Un partenariat à l’épreuve de la réalité électorale
Depuis 1996, l’Union Nationale pour la Démocratie et le Progrès occupe une place singulière dans l’architecture politique camerounaise : alliée officielle du Rassemblement Démocratique du Peuple Camerounais (RDPC), elle a accepté de siéger dans des gouvernements successifs tout en revendiquant une identité propre. Cette coexistence, longtemps décrite comme « cohabitation vertueuse » par certains diplomates de la sous-région, se fissure aujourd’hui sous le poids du calendrier électoral. À l’approche de la présidentielle d’octobre 2025, les urgences de campagne rendent la logique d’alliance moins évidente qu’au lendemain des élections de 2018, où la loyauté avait permis au chef de l’État de consolider sa majorité parlementaire.

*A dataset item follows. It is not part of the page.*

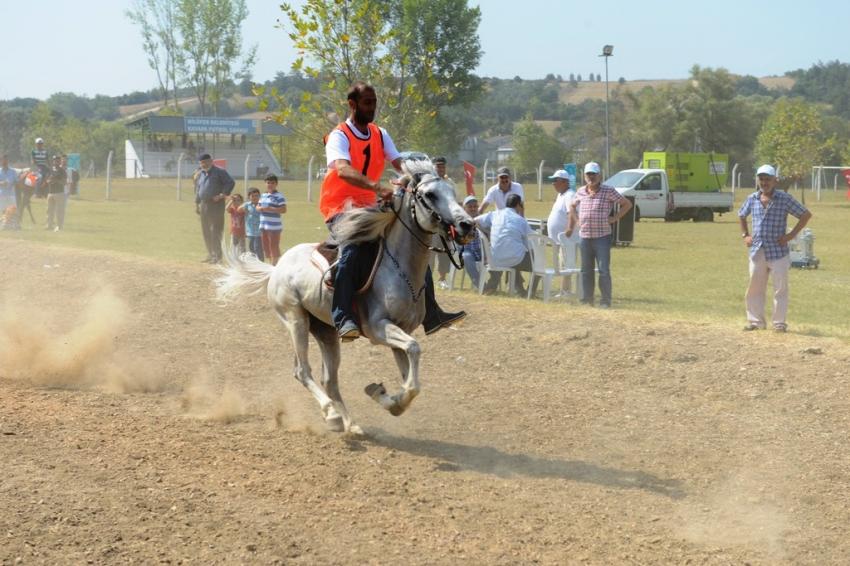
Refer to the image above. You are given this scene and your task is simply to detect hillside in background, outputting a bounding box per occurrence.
[558,77,794,104]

Les signaux d’alerte venus de la base militante
Dans les chefs-lieux du Nord et de l’Adamaoua, les responsables de section rapportent, depuis plusieurs mois, un mécontentement latent. Les scores déclinants observés lors des législatives 2020 ont nourri l’idée que l’ancrage gouvernemental coûte plus qu’il ne rapporte sur le terrain. « Nous ne pouvons plus expliquer à nos sympathisants que nous sommes la voix des oubliés si, à Yaoundé, nous votons toutes les lois sans broncher », confiait récemment un cadre du parti, sous couvert d’anonymat. À Garoua, des réunions de quartier ont même évoqué la création d’un front citoyen si l’UNDP prolongeait son pacte avec le RDPC, signe que la défiance a cessé d’être silencieuse.

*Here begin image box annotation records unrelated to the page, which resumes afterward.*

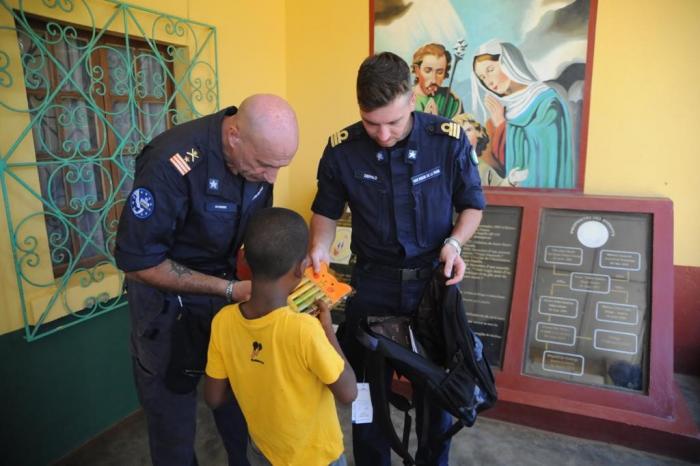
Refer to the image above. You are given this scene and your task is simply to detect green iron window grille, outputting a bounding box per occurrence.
[0,0,219,341]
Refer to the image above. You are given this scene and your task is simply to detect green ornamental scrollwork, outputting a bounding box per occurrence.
[0,0,219,341]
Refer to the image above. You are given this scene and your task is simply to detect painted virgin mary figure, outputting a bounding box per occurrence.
[472,40,575,189]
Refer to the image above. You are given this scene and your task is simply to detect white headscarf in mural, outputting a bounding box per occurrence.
[471,39,549,119]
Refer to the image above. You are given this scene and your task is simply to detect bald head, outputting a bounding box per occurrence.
[223,94,299,183]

Pressions croisées et enjeux de stabilité institutionnelle
Pour le Palais d’Etoudi, la perspective de perdre un allié stratégique à moins de dix-huit mois du scrutin comporte un risque double : affaiblir l’image de rassemblement voulue par le président Paul Biya et fournir à l’opposition structurée, représentée notamment par Maurice Kamto ou Cabral Libii, un récit de décrédibilisation du camp présidentiel. Des émissaires officiels ont donc intensifié, ces derniers jours, les consultations informelles avec le président national de l’UNDP, Bello Bouba Maïgari, afin de rappeler « l’esprit de responsabilité partagé » qui prévaut selon eux depuis près de trois décennies. De sources diplomatiques concordantes, ces discussions se déroulent dans un climat « cordial mais ferme », chaque partie mesurant que le moindre mot dissonant pourrait enflammer les réseaux sociaux déjà saturés de rumeurs.
Le Nord-Cameroun en quête d’une nouvelle représentation
Au-delà des manœuvres de Yaoundé, la question de la représentation régionale demeure la pierre angulaire de l’équation. Le Nord-Cameroun concentre plus d’un quart de l’électorat national, mais ses infrastructures et ses indicateurs socio-économiques restent fragiles. L’UNDP avait bâti son succès originel sur la promesse d’un développement équilibré ; or, selon plusieurs rapports d’ONG locales, la pauvreté rurale y dépasse toujours 50 %. Dans ce contexte, rompre l’alliance avec le RDPC pourrait être interprété comme le signal d’un retour à une défense plus offensive des intérêts septentrionaux, même si le recentrage exposerait le parti à la compétition directe d’autres formations régionales telles que le FSNC d’Issa Tchiroma.
Scénarios post-Yaoundé pour la présidentielle de 2025
Si, à l’issue de la réunion du 28 juin, Bello Bouba Maïgari devait annoncer sa candidature, le paysage politique se trouverait instantanément reconfiguré. Une candidature autonome contraindrait le RDPC à repenser son implantation dans plusieurs départements septentrionaux et pourrait imposer des ajustements budgétaires pour répondre aux griefs sociaux mis en avant par l’UNDP. Inversement, un maintien de l’alliance, fût-il assorti d’un accord de soutien tacite, consoliderait la majorité présidentielle mais laisserait la base militante dans une posture potentiellement frondeuse. Les chancelleries occidentales, qui observent de près la montée des tensions dans le Golfe de Guinée, estiment qu’une recomposition contrôlée de l’opposition serait préférable à une rupture brutale. Reste à savoir si les acteurs camerounais feront le pari de la patience stratégique ou celui de la reconfiguration immédiate.